5 Aquarii

Observation data Epoch J2000 Equinox J2000
- Constellation: Aquarius
- Right ascension: 20^{h} 52^{m} 08.69383^{s}
- Declination: −05° 30′ 25.4095″
- Apparent magnitude (V): 5.55

Characteristics
- Spectral type: B9 III
- B−V color index: −0.076±0.010

Astrometry
- Radial velocity (R_{v}): −2.6±0.6 km/s
- Proper motion (μ): RA: +1.271 mas/yr Dec.: −5.828 mas/yr
- Parallax (π): 4.1831±0.0861 mas
- Distance: 780 ± 20 ly (239 ± 5 pc)
- Absolute magnitude (M_{V}): −0.94

Details
- Luminosity: 317.56 L_{☉}
- Surface gravity (log g): 3.35 cgs
- Temperature: 11,200 K
- Metallicity [Fe/H]: 0.10 dex
- Rotational velocity (v sin i): 25 km/s
- Other designations: 5 Aqr, NSV 13360, BD−06°5606, HD 198667, HIP 103005, HR 7985, SAO 144889

Database references
- SIMBAD: data

= 5 Aquarii =

Star in the constellation Aquarius

5 Aquarii is a single star in the zodiac constellation of Aquarius, located about 780 light years away from the Sun, based on parallax. 5 Aquarii is the Flamsteed designation. It is visible to the naked eye as a faint, blue-white hued star with an apparent visual magnitude of 5.55. This object is moving closer to the Earth with a heliocentric radial velocity of −3 km/s.
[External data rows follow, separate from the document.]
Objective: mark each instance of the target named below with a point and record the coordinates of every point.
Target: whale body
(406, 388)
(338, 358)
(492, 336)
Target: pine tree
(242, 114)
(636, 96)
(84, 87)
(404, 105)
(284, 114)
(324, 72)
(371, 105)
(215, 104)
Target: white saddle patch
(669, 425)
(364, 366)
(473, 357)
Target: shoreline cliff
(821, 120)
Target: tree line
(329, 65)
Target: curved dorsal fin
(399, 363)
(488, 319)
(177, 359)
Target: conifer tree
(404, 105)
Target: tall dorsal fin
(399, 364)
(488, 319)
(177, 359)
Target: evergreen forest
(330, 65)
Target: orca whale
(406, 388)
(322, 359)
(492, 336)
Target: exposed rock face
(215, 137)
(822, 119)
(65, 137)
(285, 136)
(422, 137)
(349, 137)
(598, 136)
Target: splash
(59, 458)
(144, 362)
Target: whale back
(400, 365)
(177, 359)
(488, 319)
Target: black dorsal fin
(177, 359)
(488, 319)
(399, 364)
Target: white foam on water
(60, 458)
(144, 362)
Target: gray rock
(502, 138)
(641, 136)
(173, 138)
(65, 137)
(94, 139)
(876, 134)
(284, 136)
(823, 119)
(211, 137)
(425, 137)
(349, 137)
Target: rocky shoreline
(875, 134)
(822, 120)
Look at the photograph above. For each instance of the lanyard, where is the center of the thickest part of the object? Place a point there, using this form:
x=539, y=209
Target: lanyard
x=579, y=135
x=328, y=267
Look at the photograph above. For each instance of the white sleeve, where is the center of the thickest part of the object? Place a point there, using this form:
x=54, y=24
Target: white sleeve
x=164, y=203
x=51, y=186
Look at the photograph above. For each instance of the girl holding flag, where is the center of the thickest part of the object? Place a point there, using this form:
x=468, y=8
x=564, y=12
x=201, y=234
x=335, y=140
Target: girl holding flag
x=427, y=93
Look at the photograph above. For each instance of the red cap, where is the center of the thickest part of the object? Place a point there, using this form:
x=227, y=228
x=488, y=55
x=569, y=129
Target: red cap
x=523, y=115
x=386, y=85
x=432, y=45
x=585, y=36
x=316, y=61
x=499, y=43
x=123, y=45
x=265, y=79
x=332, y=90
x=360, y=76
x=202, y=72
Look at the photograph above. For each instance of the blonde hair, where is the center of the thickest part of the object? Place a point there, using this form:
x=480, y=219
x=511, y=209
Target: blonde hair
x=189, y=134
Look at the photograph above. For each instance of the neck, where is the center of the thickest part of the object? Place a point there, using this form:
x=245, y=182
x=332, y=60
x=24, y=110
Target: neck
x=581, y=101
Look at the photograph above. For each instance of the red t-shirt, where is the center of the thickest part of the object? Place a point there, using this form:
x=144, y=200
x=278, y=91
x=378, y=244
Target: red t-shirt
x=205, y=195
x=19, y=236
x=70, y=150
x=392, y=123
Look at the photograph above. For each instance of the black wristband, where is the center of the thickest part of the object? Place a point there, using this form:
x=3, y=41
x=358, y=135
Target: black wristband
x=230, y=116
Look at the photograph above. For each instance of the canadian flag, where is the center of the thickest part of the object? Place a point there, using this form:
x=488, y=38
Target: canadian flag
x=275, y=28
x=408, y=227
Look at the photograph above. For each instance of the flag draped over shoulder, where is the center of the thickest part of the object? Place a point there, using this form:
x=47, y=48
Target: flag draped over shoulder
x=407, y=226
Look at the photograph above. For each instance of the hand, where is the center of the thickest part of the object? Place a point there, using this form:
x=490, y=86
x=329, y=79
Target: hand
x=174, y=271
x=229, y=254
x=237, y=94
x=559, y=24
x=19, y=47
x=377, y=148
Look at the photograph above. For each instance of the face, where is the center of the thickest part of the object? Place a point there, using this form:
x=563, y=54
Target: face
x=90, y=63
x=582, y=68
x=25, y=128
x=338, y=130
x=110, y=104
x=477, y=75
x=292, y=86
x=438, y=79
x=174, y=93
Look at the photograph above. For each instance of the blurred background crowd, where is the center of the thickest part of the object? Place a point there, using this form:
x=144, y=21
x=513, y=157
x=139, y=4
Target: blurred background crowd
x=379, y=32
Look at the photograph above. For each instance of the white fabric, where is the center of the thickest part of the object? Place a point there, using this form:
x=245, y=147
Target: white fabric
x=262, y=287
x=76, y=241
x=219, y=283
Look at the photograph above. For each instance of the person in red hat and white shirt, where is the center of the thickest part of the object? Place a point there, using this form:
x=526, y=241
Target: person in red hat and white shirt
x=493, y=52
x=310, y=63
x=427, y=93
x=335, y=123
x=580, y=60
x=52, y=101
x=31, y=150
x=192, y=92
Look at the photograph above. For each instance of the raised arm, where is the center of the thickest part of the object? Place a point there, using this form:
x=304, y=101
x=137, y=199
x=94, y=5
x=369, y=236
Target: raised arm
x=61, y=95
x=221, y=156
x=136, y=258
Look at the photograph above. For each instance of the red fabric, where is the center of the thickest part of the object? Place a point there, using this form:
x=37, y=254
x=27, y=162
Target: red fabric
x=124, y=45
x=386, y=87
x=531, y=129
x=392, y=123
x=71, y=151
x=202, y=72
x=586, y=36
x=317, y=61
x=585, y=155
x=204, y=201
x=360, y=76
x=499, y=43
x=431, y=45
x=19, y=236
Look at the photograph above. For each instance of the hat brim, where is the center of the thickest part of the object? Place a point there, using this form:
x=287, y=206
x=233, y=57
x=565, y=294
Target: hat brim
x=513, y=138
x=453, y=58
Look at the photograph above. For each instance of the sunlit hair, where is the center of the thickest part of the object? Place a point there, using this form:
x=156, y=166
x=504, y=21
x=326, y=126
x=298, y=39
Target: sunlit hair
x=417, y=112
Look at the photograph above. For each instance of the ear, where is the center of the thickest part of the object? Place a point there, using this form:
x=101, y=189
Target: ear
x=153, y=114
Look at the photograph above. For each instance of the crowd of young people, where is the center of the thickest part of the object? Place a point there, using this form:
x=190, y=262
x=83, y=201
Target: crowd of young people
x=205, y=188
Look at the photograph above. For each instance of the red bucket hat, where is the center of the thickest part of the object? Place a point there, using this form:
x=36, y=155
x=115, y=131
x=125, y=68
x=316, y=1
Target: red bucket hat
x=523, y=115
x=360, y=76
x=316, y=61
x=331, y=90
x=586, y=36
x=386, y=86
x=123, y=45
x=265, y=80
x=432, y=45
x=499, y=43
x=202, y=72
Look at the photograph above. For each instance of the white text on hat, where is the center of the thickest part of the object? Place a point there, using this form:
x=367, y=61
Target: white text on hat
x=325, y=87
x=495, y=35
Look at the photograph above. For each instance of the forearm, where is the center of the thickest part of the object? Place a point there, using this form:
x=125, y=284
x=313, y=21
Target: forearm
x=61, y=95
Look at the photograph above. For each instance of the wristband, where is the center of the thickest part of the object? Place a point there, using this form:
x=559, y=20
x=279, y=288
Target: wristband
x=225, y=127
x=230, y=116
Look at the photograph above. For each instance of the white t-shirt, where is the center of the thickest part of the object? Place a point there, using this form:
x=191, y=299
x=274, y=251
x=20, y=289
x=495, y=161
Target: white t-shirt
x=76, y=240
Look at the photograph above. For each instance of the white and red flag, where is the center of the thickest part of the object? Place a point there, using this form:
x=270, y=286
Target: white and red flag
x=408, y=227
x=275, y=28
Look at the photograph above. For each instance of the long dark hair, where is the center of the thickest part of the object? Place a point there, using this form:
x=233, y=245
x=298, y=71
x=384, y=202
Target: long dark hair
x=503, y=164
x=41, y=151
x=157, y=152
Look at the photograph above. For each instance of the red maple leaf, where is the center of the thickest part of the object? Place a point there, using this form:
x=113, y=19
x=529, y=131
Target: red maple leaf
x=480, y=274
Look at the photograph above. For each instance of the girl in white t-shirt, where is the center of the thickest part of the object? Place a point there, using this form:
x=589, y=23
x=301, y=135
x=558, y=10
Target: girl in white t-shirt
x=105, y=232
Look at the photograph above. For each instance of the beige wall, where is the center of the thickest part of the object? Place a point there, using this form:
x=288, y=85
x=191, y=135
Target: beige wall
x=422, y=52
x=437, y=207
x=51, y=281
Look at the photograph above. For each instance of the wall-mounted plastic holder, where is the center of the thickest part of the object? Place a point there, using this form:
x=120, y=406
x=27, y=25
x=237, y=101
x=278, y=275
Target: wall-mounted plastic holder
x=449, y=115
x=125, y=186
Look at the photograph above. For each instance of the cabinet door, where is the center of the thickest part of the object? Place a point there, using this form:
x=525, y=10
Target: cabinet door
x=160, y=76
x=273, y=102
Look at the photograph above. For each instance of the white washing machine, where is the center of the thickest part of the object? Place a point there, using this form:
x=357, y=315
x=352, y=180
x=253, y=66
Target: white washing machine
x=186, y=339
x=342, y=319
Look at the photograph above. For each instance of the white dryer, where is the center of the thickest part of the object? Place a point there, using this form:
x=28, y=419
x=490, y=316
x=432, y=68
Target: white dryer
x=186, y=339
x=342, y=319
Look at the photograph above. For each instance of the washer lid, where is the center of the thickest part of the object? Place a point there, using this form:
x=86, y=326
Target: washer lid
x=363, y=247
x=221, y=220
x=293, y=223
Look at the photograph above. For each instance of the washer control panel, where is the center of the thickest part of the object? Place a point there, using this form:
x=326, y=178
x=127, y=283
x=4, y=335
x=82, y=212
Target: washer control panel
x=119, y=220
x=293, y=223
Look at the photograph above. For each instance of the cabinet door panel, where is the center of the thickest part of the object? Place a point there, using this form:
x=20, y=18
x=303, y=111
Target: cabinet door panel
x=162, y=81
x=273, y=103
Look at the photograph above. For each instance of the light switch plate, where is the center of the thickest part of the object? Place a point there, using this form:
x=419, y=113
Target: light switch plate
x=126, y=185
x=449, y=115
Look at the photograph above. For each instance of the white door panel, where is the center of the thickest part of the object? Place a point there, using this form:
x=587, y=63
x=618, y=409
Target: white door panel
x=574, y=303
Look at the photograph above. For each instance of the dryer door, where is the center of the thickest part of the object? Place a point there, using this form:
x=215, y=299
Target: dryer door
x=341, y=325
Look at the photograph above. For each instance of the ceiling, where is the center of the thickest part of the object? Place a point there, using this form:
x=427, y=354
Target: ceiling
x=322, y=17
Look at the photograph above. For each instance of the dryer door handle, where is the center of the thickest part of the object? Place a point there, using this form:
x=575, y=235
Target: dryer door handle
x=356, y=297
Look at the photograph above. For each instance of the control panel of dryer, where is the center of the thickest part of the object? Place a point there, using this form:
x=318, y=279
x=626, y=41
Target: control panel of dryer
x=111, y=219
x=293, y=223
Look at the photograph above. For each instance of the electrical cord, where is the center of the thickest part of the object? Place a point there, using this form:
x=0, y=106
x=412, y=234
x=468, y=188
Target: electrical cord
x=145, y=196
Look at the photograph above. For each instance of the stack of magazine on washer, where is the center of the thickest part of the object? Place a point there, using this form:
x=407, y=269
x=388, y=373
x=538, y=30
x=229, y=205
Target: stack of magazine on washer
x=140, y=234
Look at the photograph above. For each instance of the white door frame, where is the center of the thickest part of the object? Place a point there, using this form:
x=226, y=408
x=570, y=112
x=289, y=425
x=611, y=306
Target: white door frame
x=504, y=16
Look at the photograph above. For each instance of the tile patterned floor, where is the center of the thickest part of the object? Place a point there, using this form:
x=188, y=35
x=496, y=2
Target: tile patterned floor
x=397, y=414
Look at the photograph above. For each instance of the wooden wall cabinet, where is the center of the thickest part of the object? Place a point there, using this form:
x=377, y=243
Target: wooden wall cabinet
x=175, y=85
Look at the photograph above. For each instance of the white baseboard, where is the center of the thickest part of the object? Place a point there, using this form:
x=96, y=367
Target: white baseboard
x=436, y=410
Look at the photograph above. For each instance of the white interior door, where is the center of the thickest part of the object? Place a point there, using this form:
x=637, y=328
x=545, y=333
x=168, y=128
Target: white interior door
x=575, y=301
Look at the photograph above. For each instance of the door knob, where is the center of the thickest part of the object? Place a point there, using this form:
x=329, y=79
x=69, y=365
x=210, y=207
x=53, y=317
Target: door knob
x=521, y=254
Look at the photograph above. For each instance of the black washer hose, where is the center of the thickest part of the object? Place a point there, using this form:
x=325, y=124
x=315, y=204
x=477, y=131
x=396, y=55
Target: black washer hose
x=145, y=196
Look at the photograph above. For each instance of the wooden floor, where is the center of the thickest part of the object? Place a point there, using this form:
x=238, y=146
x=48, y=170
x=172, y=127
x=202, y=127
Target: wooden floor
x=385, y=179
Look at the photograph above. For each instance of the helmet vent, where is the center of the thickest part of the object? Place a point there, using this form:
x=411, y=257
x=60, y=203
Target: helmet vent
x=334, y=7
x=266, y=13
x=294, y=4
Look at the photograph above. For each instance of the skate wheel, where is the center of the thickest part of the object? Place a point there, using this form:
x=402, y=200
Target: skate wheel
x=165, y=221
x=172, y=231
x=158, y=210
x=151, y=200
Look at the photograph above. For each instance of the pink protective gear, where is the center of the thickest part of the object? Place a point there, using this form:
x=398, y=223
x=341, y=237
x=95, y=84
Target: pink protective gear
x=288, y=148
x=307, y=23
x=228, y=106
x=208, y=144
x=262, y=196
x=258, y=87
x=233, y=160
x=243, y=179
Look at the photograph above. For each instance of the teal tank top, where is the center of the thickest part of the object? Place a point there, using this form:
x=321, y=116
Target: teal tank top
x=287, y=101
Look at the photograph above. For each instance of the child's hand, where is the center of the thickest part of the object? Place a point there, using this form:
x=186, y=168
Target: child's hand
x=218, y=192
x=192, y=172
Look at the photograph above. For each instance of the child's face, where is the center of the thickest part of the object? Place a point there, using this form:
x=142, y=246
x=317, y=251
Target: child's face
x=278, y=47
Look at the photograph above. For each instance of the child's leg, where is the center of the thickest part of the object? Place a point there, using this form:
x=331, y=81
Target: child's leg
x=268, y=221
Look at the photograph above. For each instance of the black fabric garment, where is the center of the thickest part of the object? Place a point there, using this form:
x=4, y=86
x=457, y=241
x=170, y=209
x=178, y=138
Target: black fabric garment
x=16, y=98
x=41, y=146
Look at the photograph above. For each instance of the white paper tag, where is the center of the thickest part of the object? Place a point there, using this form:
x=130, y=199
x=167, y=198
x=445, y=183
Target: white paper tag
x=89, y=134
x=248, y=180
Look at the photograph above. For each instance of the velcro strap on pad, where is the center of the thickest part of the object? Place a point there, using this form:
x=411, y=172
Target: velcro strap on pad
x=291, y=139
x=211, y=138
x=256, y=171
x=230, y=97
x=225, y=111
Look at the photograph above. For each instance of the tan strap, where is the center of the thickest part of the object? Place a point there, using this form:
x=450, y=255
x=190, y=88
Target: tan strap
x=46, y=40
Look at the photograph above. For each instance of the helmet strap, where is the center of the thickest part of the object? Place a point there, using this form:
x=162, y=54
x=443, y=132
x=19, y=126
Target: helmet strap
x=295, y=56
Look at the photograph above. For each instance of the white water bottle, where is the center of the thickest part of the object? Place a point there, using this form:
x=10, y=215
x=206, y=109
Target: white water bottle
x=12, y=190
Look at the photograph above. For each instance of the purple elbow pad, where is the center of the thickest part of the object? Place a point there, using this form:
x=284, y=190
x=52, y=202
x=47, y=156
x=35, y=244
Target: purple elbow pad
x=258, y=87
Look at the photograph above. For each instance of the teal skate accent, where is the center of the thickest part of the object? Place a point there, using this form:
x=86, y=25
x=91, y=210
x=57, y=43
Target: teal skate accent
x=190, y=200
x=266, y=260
This is a suspected chemically peculiar star star with a stellar classification of B9 III, although Adelman et al. (2004) consider it to be a normal star with near-solar elemental abundances. It is relatively sharp-lined with a projected rotational velocity of 25 km/s. The star is radiating 318 times the luminosity of the Sun from its photosphere at an effective temperature of 11,200 K.